Still, King has raised far more in financial contributions for his campaign than Hubler.
Hubler was expected to report this month having raised roughly $200,000 through the third quarter of 2008. King had raised roughly $650,000 as of June.
It was unclear how much King had raised through September. Reports for money raised through September are due this month.
King and Hubler agree the economy, immigration and Iraq are the top issues facing the district, although they hold opposite positions on them.
King voted against both Wall Street rescue measures in the House, while Hubler said he would have supported a bailout.
King has been a leading backer of the construction of a fence along the U.S. border with Mexico and deporting the millions of illegal immigrants in the country.
Hubler supports imposing penalties on illegal immigrants as part of a path to citizenship that would not require mass deportation.
A Des Moines Register Iowa Poll in February 2007 showed a slim majority of Iowans supported allowing illegal immigrants to remain in the country if they had jobs.

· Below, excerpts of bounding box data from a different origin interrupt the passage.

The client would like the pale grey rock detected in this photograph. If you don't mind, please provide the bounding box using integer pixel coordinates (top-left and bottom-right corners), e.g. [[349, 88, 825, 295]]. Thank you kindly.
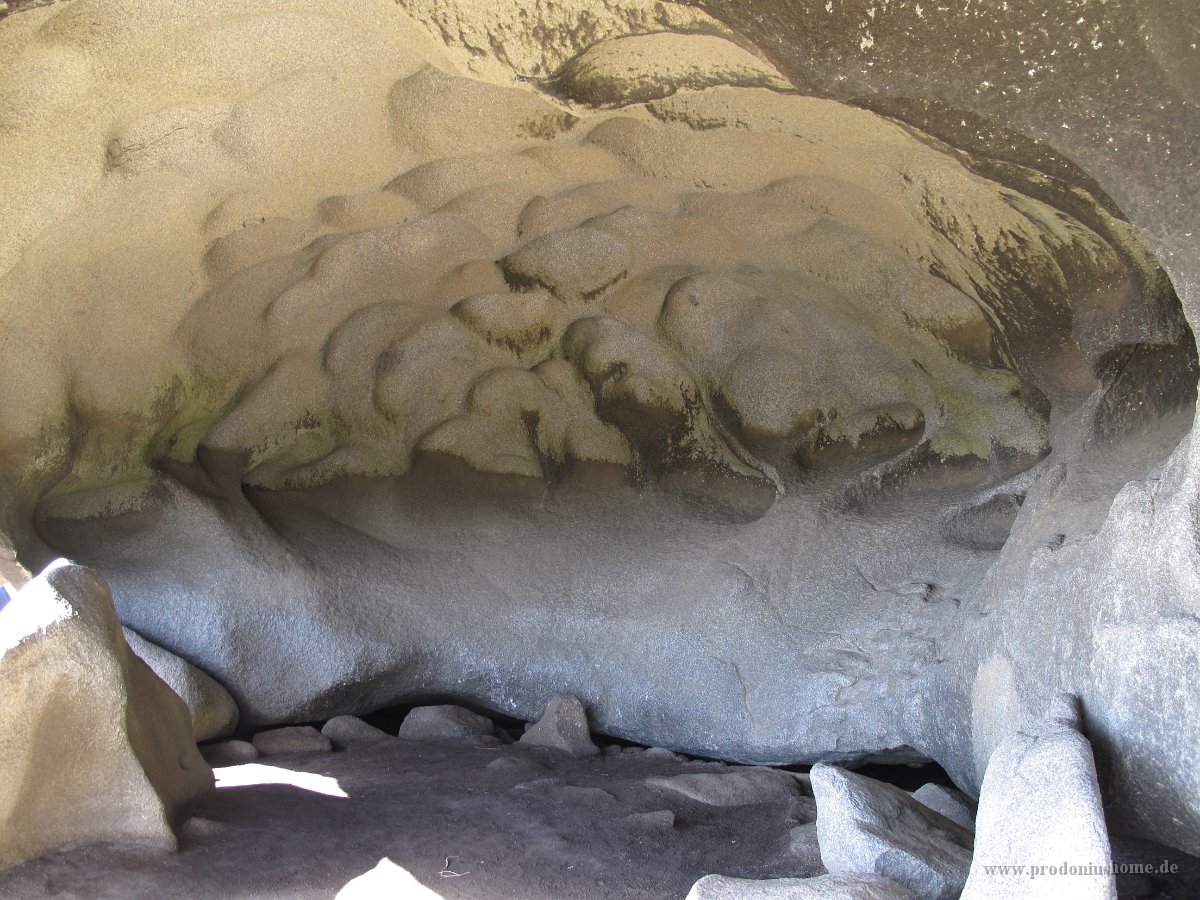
[[200, 740, 259, 766], [400, 704, 496, 743], [646, 746, 683, 762], [517, 694, 600, 756], [251, 725, 334, 756], [912, 781, 976, 832], [686, 875, 918, 900], [646, 766, 800, 806], [124, 628, 238, 742], [620, 809, 674, 832], [9, 0, 1200, 852], [320, 715, 392, 750], [962, 696, 1117, 900], [810, 764, 971, 900], [0, 559, 212, 869]]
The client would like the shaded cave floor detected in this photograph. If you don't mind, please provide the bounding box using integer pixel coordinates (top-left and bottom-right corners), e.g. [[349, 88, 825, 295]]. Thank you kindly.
[[0, 740, 1200, 900]]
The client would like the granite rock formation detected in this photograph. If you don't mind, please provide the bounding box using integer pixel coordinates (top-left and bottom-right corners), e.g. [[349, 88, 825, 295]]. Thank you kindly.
[[0, 560, 212, 868], [0, 0, 1200, 851]]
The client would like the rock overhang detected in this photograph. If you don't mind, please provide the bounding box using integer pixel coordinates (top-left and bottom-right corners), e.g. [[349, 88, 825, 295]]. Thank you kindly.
[[0, 2, 1195, 859]]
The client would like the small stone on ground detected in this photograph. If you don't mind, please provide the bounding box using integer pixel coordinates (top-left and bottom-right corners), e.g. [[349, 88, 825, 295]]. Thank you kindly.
[[251, 725, 334, 756]]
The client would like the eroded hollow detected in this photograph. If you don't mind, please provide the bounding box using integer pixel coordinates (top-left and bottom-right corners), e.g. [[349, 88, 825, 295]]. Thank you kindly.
[[0, 0, 1195, 854]]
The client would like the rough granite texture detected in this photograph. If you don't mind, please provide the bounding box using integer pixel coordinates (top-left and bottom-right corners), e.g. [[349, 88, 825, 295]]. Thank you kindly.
[[0, 0, 1200, 852], [962, 697, 1117, 900], [122, 628, 238, 740]]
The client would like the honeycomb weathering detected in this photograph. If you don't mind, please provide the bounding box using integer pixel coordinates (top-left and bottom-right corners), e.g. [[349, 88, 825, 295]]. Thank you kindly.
[[0, 0, 1200, 850]]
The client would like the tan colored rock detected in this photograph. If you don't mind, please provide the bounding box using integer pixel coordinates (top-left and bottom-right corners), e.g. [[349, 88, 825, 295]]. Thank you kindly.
[[0, 560, 212, 868], [554, 31, 792, 107]]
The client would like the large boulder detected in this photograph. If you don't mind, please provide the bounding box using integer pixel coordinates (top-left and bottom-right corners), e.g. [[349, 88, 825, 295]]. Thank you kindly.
[[811, 766, 972, 900], [125, 628, 238, 740], [0, 560, 212, 868], [686, 875, 917, 900], [962, 697, 1117, 900]]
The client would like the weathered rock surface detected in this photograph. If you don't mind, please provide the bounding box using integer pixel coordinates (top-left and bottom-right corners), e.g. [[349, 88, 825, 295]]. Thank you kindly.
[[962, 696, 1117, 900], [688, 875, 919, 900], [912, 782, 976, 832], [124, 628, 238, 740], [0, 560, 212, 869], [517, 694, 600, 756], [810, 766, 972, 900], [251, 725, 334, 756], [320, 715, 391, 750], [400, 704, 496, 743]]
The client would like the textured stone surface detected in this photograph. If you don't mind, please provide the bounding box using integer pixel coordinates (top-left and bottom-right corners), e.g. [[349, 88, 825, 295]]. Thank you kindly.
[[320, 715, 391, 750], [912, 784, 976, 832], [647, 768, 800, 806], [124, 628, 238, 740], [400, 706, 494, 743], [811, 766, 972, 900], [688, 875, 917, 900], [517, 694, 600, 756], [251, 725, 334, 756], [962, 696, 1117, 900], [0, 560, 212, 869], [0, 0, 1200, 864]]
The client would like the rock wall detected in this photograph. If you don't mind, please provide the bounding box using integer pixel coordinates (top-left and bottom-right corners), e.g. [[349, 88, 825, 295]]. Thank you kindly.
[[0, 0, 1200, 851]]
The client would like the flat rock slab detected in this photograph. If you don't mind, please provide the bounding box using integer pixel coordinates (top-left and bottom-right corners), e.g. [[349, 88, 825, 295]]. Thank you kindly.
[[810, 766, 972, 900], [686, 875, 917, 900], [646, 767, 800, 806], [251, 725, 334, 756], [400, 704, 494, 743]]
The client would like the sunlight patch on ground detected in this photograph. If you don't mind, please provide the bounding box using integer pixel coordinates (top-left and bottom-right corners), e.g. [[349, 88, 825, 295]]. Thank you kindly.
[[212, 762, 349, 797]]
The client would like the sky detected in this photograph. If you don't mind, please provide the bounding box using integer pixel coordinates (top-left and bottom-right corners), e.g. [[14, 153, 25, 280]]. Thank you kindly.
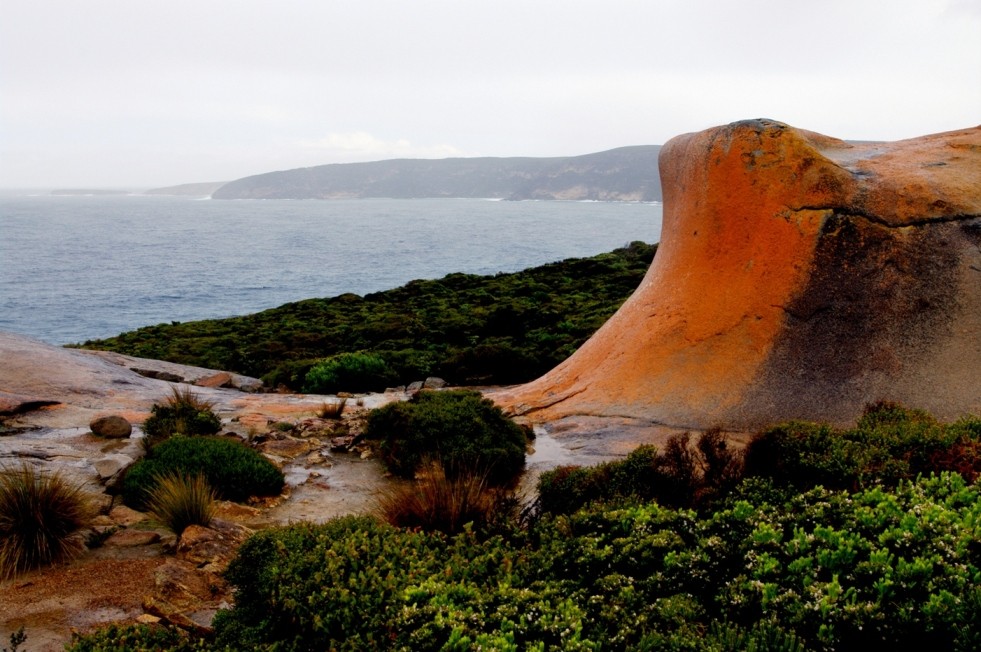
[[0, 0, 981, 189]]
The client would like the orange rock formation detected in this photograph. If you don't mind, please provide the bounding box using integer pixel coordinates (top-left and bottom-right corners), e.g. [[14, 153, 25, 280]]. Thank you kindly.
[[494, 120, 981, 429]]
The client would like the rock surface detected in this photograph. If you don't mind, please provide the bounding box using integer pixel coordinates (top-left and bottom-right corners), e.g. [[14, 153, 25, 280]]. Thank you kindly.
[[89, 414, 133, 439], [493, 120, 981, 429]]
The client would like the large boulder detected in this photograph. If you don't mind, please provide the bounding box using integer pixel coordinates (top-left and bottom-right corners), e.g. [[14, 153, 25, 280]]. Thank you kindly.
[[494, 120, 981, 429]]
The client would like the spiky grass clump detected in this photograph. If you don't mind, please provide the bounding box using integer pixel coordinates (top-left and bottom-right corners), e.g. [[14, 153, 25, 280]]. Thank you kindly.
[[147, 472, 215, 537], [0, 464, 94, 579], [377, 463, 508, 534], [143, 386, 221, 450]]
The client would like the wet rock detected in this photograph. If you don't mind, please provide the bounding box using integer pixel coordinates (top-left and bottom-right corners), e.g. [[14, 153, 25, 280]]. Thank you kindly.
[[104, 528, 160, 548], [258, 437, 319, 459], [89, 414, 133, 439], [0, 391, 59, 416], [130, 367, 184, 383], [177, 519, 252, 573], [143, 559, 231, 636], [194, 371, 232, 387], [498, 120, 981, 430], [109, 505, 147, 527], [92, 453, 134, 482]]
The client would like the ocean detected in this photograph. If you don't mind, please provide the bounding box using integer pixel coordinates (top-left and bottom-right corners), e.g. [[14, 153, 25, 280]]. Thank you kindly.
[[0, 193, 661, 344]]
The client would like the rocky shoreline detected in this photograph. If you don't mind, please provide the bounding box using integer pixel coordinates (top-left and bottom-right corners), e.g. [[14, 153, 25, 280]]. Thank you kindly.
[[0, 333, 677, 650]]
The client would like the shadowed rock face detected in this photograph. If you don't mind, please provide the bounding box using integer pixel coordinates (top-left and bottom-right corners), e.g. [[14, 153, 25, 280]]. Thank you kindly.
[[494, 120, 981, 429]]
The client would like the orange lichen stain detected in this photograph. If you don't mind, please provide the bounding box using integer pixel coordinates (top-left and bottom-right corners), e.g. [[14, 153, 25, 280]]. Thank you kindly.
[[495, 123, 849, 425]]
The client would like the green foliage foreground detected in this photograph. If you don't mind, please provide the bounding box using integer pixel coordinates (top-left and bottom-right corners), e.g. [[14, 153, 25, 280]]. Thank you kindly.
[[76, 473, 981, 651], [78, 242, 657, 391], [76, 404, 981, 652], [122, 435, 284, 509], [365, 389, 530, 485]]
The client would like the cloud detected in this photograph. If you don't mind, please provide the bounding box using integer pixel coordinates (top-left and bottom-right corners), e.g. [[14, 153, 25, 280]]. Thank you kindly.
[[297, 131, 466, 163]]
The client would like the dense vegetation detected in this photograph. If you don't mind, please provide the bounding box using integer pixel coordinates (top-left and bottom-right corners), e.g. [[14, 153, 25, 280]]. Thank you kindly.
[[78, 242, 656, 390], [122, 435, 284, 509], [143, 386, 221, 448], [69, 404, 981, 651], [0, 462, 95, 579], [365, 389, 531, 485]]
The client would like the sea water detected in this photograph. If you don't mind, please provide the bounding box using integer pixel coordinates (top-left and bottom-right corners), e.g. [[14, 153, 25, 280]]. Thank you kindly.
[[0, 193, 661, 344]]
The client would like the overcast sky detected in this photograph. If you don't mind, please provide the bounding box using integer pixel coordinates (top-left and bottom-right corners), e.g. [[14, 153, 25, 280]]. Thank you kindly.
[[0, 0, 981, 188]]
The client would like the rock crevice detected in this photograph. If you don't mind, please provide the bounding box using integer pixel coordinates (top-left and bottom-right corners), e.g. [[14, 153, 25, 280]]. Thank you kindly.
[[496, 120, 981, 429]]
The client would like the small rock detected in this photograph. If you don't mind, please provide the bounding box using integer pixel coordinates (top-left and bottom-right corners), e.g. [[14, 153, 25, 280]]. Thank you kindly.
[[105, 530, 160, 548], [177, 519, 252, 573], [194, 371, 232, 387], [130, 367, 184, 383], [92, 454, 133, 482], [259, 438, 313, 459], [109, 505, 146, 527], [89, 414, 133, 439]]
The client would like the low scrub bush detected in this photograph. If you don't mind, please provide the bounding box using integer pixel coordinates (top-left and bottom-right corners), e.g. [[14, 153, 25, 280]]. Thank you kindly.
[[303, 353, 396, 394], [365, 390, 528, 485], [143, 386, 221, 448], [0, 464, 94, 579], [147, 471, 215, 537], [538, 430, 741, 514], [65, 624, 210, 652], [203, 474, 981, 651], [122, 436, 284, 509], [745, 402, 981, 490]]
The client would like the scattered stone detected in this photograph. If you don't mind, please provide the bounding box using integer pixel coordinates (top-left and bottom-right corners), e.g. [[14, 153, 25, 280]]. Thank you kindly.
[[89, 414, 133, 439], [130, 367, 184, 383], [0, 391, 60, 416], [177, 519, 252, 573], [109, 505, 146, 527], [105, 529, 160, 548], [92, 454, 134, 482], [422, 376, 446, 389], [194, 371, 232, 387], [258, 437, 314, 459]]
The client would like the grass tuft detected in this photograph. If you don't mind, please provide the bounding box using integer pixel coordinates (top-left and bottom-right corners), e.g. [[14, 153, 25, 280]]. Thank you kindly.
[[143, 385, 221, 450], [0, 464, 94, 579], [377, 463, 507, 534], [147, 472, 215, 537]]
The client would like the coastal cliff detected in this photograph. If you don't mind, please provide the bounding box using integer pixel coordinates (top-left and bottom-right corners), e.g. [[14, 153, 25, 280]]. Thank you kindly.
[[212, 145, 661, 201]]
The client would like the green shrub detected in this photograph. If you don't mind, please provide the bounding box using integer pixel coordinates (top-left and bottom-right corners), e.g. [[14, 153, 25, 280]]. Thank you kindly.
[[65, 624, 209, 652], [143, 386, 221, 448], [303, 353, 395, 394], [0, 464, 94, 579], [365, 390, 528, 485], [147, 471, 215, 537], [538, 429, 741, 514], [745, 402, 981, 490], [214, 517, 496, 650], [85, 242, 657, 391], [122, 435, 284, 509], [377, 462, 516, 534]]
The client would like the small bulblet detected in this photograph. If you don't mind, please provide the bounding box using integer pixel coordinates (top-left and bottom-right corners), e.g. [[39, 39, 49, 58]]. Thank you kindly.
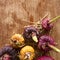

A slightly larger proportion supported that position in the 5th District.
King, who traveled to Iraq in August, has also been a strong proponent of the war and the troop "surge" that began last year. "We should be feeling really good about the progress we've made there," he said.
Hubler, who supports withdrawing troops from Iraq, has said King "finds himself on the wrong side of the Iraq war."
The voter profile of the district has become somewhat more Democratic since the last presidential election, although the GOP still dominates.
Since 2004, the numbers of Republicans and voters registered with neither party have declined, while Democrats' numbers have grown.
Even so, Republicans outnumber Democrats by more than 44,000 and represent almost 40 percent of the district's voters.
"You throw on top of that everything that's happening at light speed in terms of the economy and gas prices and you really end up with a district that is at a tipping point," Hubler said.
King attributed the shift in voter registration to the all-out battle for the Democratic presidential caucuses in Iowa and nominee Barack Obama's victory in the leadoff nominating contest in January.
"It's going to be hard to beat him in Iowa, and he may have some coattails that help him in some congressional and Statehouse races. But the offset to that will be the skirt-tails of Sarah Palin," he added, referring to the GOP vice presidential nominee.
Sac County Republican Chairwoman Ann Trimble Ray said Hubler represents more of a threat to King than his past opponents. In 2002, King won with 62 percent of the vote. In 2004, he won with 63 percent and in 2006 with 57 percent.
"We still feel our base is strong and, although the Republican advantage may have shrunk, it's still significant," said Trimble Ray, whose company Heartland Marketing Group is King's consulting firm.
For example, registered Republicans outnumbered Democrats in Sioux County last month by more than 7-to-1. But Democratic registration there has grown 20 percent since 2004.
"I think there are enough people who are upset with King, that if they are talking to their neighbors, it could change the votes," said former Sioux County Democratic Chairman Carl Vandermeulen.